0.01 0.30200156985871274
0.02 0.3698654924905
0.03 0.4281812451852371
0.04 0.4772940808017539
0.05 0.5188420692017814
0.06 0.5565410199556542
0.07 0.5879352623835212
0.08 0.6152733285109021
0.09 0.6385685027487334
0.1 0.6569065713008493
0.11 0.6760009257116408
0.12 0.6938239159001314
0.13 0.7077378018728437
0.14 0.7184074587375584
0.15 0.729708837928369
0.16 0.7381794368041913
0.17 0.7486331510868116
0.18 0.7574028796522684
0.19 0.7637719177136546
0.2 0.7694682194471727
0.21 0.7758128921848259
0.22 0.7820049182699262
0.23 0.7879143443825168
0.24 0.7928061831153389
0.25 0.7967455175531113
0.26 0.79945180447693
0.27 0.8022215365627893
0.28 0.8053042121684867
0.29 0.8058527375707991
0.3 0.8047036389639282
0.31 0.8060995184590689
0.32 0.8063420158550396
0.33 0.8067199478062306
0.34 0.8070406316828426
0.35 0.8079734219269102
0.36 0.808695652173913
0.37 0.8071537033912602
0.38 0.8061883713022782
0.39 0.8023355658595227
0.4 0.8031822898650984
0.41 0.7995817357964448
0.42 0.7958538299367534
0.

**The model is then fitted upon the submission dataset,** for which the labels are not made available to the course participants.

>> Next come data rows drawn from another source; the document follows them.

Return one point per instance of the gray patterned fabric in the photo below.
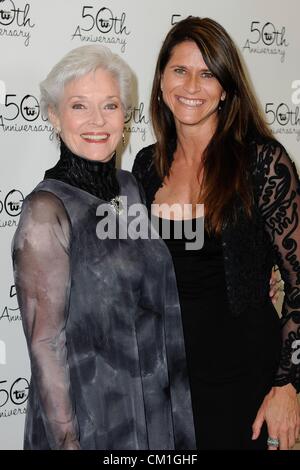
(103, 327)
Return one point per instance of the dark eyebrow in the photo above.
(186, 66)
(84, 97)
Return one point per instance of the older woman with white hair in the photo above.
(101, 314)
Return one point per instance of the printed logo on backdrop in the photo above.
(283, 118)
(13, 397)
(15, 22)
(266, 39)
(136, 122)
(21, 113)
(10, 313)
(102, 25)
(10, 207)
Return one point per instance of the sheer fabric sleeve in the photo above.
(42, 278)
(279, 202)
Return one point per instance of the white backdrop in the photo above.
(34, 35)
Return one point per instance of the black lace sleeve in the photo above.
(279, 202)
(145, 173)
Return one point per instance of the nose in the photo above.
(97, 116)
(192, 83)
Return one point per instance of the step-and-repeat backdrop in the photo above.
(34, 35)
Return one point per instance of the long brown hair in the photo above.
(240, 120)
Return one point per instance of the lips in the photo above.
(95, 138)
(191, 102)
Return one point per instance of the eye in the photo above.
(207, 74)
(77, 106)
(179, 70)
(111, 106)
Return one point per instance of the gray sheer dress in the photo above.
(103, 327)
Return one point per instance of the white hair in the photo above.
(79, 62)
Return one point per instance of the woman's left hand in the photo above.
(281, 411)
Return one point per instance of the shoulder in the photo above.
(43, 203)
(144, 158)
(42, 209)
(266, 153)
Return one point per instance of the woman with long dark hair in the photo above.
(214, 148)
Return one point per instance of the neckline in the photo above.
(99, 179)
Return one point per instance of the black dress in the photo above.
(236, 344)
(218, 348)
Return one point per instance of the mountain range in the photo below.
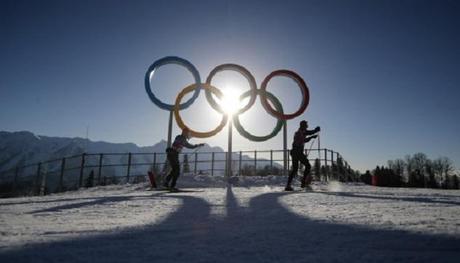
(23, 147)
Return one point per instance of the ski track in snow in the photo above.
(254, 221)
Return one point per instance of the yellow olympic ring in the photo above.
(181, 123)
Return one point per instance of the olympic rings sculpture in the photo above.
(265, 97)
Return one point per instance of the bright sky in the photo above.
(383, 75)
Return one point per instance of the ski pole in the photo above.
(311, 145)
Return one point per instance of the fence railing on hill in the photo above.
(90, 169)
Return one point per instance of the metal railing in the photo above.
(91, 169)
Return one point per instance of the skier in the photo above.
(173, 157)
(298, 155)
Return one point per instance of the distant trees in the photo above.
(415, 171)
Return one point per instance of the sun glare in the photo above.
(230, 102)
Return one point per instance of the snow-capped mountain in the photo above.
(23, 147)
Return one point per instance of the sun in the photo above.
(230, 102)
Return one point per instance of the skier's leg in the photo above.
(175, 165)
(306, 173)
(170, 157)
(295, 168)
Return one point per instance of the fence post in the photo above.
(289, 159)
(212, 164)
(61, 175)
(37, 180)
(271, 161)
(99, 172)
(326, 168)
(15, 181)
(82, 168)
(255, 162)
(240, 160)
(334, 174)
(43, 181)
(196, 162)
(129, 167)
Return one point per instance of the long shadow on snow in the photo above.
(400, 198)
(264, 232)
(93, 201)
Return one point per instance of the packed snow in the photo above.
(253, 220)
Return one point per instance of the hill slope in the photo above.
(333, 223)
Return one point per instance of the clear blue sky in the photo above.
(384, 75)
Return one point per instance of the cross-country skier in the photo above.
(180, 142)
(301, 136)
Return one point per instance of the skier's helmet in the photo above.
(303, 124)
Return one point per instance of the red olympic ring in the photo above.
(303, 87)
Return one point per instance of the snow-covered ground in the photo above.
(253, 221)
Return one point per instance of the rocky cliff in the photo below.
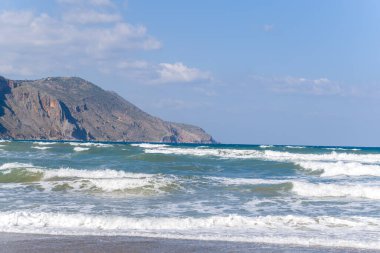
(71, 108)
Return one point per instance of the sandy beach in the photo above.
(33, 243)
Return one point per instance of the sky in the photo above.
(297, 72)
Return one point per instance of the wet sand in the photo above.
(33, 243)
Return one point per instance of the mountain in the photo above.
(70, 108)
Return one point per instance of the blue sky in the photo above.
(271, 72)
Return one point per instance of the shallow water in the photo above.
(309, 196)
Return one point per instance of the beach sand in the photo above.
(33, 243)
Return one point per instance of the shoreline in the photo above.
(33, 243)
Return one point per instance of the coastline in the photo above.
(33, 243)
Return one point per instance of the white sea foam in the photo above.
(44, 143)
(91, 180)
(41, 148)
(90, 144)
(329, 169)
(246, 181)
(15, 165)
(80, 149)
(263, 155)
(266, 146)
(344, 149)
(296, 147)
(332, 231)
(336, 190)
(149, 145)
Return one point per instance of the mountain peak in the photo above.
(71, 108)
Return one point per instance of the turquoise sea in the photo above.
(301, 195)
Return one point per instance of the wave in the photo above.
(260, 154)
(266, 146)
(246, 181)
(44, 143)
(149, 145)
(42, 148)
(331, 231)
(90, 144)
(297, 147)
(344, 149)
(16, 165)
(93, 181)
(336, 190)
(80, 149)
(329, 169)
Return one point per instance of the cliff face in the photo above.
(74, 109)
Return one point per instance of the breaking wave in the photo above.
(336, 190)
(328, 164)
(329, 169)
(90, 144)
(95, 181)
(277, 229)
(80, 149)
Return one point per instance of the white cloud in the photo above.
(268, 27)
(91, 17)
(35, 44)
(178, 72)
(100, 3)
(139, 64)
(290, 84)
(179, 104)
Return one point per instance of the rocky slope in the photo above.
(71, 108)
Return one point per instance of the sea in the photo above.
(275, 194)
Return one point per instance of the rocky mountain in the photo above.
(70, 108)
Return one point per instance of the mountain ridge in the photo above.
(71, 108)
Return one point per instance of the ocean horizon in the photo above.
(311, 196)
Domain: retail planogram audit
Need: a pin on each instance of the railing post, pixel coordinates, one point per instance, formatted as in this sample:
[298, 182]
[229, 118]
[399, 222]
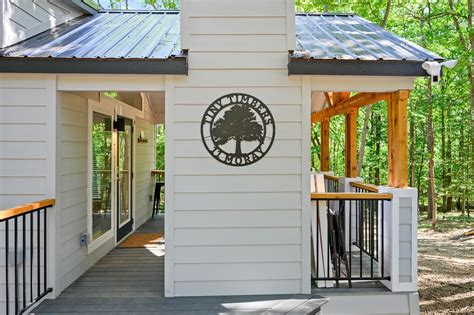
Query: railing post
[345, 186]
[400, 239]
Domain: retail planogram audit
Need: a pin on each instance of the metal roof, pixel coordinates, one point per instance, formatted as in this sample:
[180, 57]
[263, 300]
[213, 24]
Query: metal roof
[102, 39]
[355, 45]
[149, 42]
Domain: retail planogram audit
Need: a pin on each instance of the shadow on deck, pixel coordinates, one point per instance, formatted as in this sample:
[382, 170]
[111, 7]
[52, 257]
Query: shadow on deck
[131, 280]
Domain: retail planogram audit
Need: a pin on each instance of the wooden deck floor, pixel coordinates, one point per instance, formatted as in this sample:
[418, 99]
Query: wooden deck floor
[131, 281]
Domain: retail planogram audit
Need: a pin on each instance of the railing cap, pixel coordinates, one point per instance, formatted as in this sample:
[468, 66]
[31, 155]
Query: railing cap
[350, 196]
[26, 208]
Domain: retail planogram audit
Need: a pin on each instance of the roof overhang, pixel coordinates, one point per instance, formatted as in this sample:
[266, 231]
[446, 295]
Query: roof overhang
[300, 66]
[177, 65]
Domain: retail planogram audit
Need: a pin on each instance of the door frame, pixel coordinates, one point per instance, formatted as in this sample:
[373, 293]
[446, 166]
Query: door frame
[113, 108]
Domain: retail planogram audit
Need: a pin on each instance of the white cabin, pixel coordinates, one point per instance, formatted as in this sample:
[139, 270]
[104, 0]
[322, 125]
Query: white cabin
[245, 215]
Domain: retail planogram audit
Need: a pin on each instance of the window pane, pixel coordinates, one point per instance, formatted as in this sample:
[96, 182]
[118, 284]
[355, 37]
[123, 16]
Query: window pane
[124, 169]
[101, 175]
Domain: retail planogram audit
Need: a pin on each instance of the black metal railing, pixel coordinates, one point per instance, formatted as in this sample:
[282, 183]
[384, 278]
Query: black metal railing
[336, 257]
[25, 247]
[331, 183]
[367, 219]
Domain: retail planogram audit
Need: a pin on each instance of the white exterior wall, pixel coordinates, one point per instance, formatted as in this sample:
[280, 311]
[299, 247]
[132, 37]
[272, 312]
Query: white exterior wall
[27, 154]
[22, 19]
[237, 230]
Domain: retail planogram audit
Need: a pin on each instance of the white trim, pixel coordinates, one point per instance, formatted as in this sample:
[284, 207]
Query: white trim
[290, 25]
[123, 109]
[113, 82]
[338, 83]
[54, 215]
[306, 185]
[169, 191]
[94, 107]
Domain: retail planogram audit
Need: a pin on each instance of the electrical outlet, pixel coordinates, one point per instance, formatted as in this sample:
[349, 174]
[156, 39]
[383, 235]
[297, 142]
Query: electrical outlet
[11, 257]
[84, 239]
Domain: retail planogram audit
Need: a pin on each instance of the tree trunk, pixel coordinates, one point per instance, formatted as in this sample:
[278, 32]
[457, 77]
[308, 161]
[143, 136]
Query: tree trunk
[412, 145]
[238, 147]
[431, 152]
[377, 149]
[443, 157]
[363, 140]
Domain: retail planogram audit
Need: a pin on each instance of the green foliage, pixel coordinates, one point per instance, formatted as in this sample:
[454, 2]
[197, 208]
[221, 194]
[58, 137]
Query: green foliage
[431, 24]
[160, 147]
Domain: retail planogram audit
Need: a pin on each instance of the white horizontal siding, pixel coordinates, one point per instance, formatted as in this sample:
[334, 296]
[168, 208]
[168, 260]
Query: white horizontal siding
[73, 187]
[23, 139]
[206, 288]
[237, 254]
[237, 271]
[235, 230]
[237, 218]
[193, 148]
[237, 60]
[237, 201]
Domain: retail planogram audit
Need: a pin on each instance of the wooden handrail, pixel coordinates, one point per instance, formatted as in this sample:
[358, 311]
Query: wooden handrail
[26, 208]
[157, 172]
[365, 186]
[331, 177]
[350, 196]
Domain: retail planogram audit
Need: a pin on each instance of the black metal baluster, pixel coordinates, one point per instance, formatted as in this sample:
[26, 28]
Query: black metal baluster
[327, 236]
[15, 252]
[317, 239]
[24, 259]
[38, 254]
[350, 245]
[7, 247]
[31, 256]
[382, 258]
[45, 248]
[372, 239]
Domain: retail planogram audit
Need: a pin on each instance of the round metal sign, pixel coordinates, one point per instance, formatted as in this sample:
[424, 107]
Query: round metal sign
[238, 129]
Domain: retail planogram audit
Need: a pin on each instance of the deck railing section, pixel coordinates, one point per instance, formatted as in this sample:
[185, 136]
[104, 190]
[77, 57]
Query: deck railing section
[366, 215]
[331, 183]
[24, 230]
[343, 262]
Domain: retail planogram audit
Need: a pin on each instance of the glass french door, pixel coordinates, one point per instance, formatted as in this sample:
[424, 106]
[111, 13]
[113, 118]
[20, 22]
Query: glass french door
[102, 176]
[124, 213]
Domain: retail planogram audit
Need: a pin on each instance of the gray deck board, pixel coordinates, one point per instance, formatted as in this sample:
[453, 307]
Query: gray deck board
[131, 281]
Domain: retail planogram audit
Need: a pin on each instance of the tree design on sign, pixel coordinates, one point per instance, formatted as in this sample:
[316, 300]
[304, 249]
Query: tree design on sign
[239, 124]
[237, 129]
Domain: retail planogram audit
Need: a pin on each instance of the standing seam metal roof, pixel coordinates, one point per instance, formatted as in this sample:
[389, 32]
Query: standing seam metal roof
[109, 35]
[350, 37]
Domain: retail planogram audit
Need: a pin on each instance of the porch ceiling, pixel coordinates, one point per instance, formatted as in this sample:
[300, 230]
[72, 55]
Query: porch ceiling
[109, 42]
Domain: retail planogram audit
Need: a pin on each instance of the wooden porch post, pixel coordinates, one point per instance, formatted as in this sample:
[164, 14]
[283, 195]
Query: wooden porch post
[397, 139]
[324, 167]
[351, 142]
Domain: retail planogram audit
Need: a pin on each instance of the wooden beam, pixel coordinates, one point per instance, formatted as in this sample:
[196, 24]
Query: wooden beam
[398, 139]
[351, 143]
[26, 208]
[356, 101]
[328, 99]
[324, 167]
[350, 196]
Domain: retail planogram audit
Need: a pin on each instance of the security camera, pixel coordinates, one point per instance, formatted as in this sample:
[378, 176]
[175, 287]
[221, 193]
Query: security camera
[433, 68]
[450, 64]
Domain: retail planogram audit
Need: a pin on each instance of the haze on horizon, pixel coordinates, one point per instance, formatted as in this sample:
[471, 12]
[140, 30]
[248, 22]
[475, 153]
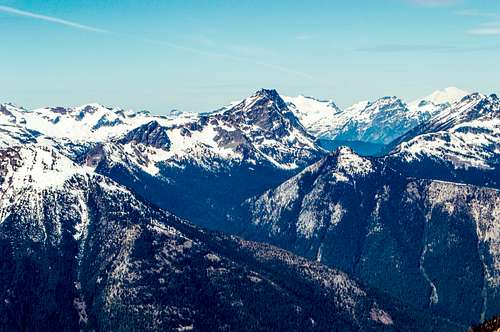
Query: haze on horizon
[198, 56]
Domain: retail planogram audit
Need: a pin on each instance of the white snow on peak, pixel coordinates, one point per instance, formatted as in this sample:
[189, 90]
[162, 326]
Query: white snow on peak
[36, 167]
[465, 134]
[318, 116]
[448, 95]
[351, 163]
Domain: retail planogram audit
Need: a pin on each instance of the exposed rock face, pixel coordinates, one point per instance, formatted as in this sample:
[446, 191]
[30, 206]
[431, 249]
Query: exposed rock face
[430, 244]
[214, 161]
[81, 252]
[151, 134]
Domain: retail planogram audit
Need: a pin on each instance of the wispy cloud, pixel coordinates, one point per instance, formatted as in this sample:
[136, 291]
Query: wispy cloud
[476, 13]
[18, 12]
[410, 48]
[434, 3]
[486, 29]
[397, 48]
[75, 25]
[303, 36]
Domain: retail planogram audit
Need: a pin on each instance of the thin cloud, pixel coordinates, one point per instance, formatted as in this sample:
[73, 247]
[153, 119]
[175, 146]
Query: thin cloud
[397, 48]
[304, 36]
[433, 3]
[75, 25]
[408, 48]
[17, 12]
[486, 29]
[476, 13]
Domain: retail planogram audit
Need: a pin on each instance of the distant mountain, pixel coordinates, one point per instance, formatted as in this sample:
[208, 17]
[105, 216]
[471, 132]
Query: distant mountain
[433, 245]
[317, 116]
[460, 144]
[377, 122]
[200, 167]
[80, 252]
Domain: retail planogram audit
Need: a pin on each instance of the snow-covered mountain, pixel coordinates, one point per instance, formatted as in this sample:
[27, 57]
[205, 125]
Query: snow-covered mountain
[378, 122]
[199, 167]
[431, 244]
[463, 139]
[317, 116]
[80, 252]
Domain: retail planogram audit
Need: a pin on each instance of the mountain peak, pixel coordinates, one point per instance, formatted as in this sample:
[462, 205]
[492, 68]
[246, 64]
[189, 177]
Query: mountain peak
[268, 93]
[448, 95]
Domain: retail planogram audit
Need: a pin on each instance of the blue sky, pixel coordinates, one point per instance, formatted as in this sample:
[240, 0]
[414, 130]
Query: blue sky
[199, 55]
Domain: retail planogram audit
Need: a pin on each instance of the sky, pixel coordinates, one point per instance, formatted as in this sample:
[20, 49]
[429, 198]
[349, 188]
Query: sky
[200, 55]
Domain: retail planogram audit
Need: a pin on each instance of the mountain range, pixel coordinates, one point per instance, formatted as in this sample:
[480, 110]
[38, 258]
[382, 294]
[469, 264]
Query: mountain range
[122, 220]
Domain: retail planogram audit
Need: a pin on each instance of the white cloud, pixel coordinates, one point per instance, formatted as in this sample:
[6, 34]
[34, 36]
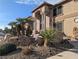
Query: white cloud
[36, 1]
[29, 1]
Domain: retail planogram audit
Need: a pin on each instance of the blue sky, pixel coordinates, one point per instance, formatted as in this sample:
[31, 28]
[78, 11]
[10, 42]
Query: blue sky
[12, 9]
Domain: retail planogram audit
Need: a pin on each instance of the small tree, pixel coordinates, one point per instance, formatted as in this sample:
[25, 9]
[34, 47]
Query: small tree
[28, 31]
[47, 36]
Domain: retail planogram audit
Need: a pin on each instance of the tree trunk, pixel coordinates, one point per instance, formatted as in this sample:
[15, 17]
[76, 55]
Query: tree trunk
[45, 42]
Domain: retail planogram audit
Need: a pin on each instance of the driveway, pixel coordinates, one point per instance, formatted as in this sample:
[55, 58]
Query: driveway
[65, 55]
[70, 54]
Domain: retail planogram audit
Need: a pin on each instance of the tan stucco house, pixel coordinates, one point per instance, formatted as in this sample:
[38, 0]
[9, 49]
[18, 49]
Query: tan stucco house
[61, 16]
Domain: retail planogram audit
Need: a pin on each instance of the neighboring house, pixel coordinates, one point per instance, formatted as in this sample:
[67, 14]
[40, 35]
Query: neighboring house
[61, 16]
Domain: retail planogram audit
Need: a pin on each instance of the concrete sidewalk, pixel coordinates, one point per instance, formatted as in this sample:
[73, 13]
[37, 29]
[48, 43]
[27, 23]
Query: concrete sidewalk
[65, 55]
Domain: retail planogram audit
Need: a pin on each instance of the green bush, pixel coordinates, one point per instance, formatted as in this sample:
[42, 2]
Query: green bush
[7, 48]
[47, 36]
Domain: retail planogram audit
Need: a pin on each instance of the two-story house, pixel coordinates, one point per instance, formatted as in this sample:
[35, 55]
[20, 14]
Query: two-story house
[61, 16]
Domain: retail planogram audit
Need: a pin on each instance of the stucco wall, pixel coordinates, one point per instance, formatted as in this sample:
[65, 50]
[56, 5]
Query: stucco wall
[69, 24]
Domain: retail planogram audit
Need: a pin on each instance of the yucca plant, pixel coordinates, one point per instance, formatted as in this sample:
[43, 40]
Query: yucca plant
[47, 36]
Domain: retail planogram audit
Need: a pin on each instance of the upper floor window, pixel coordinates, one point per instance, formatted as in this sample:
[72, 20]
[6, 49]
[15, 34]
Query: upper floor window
[59, 10]
[54, 11]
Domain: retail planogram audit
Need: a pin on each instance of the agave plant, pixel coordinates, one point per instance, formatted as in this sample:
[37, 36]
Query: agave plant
[47, 36]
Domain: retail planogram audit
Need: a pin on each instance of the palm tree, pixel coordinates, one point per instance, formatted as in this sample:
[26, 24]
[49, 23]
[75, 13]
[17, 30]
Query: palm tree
[13, 27]
[22, 21]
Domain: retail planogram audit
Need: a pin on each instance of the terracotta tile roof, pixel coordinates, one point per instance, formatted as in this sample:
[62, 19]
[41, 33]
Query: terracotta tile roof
[45, 3]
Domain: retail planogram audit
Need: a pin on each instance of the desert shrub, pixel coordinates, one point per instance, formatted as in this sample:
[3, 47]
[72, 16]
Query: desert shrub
[47, 35]
[66, 44]
[27, 51]
[7, 48]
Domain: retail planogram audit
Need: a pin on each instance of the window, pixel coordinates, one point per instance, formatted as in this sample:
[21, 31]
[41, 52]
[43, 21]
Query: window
[59, 10]
[54, 12]
[59, 26]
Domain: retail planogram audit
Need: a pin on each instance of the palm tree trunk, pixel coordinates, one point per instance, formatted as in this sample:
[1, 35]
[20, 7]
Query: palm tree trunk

The output is converted to ones and zeroes using the optimal cut-off value found above, and then submitted as a CSV file.

In [16]:
y_submit = model.predict(X_submit)

In [17]:
## check cut-off value below
y_submit_bin = np.where(y_submit > 0.36, 1, 0)

In [18]:
df2 = pd.read_csv("submission_format.csv")
df2.head()

Unnamed: 0,row_id,information_and_communication_technologies,governance,urban_development,law_and_development,public_sector_development,agriculture,communities_and_human_settlements,health_and_nutrition_and_population,culture_and_development,...,private_sector_development,informatics,energy,social_development,water_resources,education,transport,water_supply_and_sanitation,gender,infrastructure_economics_and_finance
0,0,1,1,1,1,1,1,1,1,1,...,1,1,1,1,1,1,1,1,1,1
1,1,1,1,1,1,1,1,1,1,1,...,1,1,1,1,1,1,1,1,1,1
2,2,1,1,1,1,1,1,1,1,1,...,1,1,1,1,1,1,1,1,1,1
3,3,1,1,1,1,1,1,1,1,1,...,1,1,1,1,1,1,1,1,1,1
4,4,1,1,1,1,1,1,1,1,1,...,1,1,1,1,1,1,1,1,1,1


In [19]:
df2.shape

(18831, 30)

In [20]:
y_submit_bin2 = np.column_stack((np.array(df2.row_id).reshape(18831,1), y_submit_bin))

In [21]:
subdf = pd.DataFrame(data=y_submit_bin2, columns=df2.columns, index=None)

In [22]:
subdf.to_csv("submission15.csv", index=False)

**The submitted CSV file** is scored automatically against the unseen labels, and multiple attempts were allowed. My best submission obtained an F1 score of 0.6611, which was in the top 6% of course participants.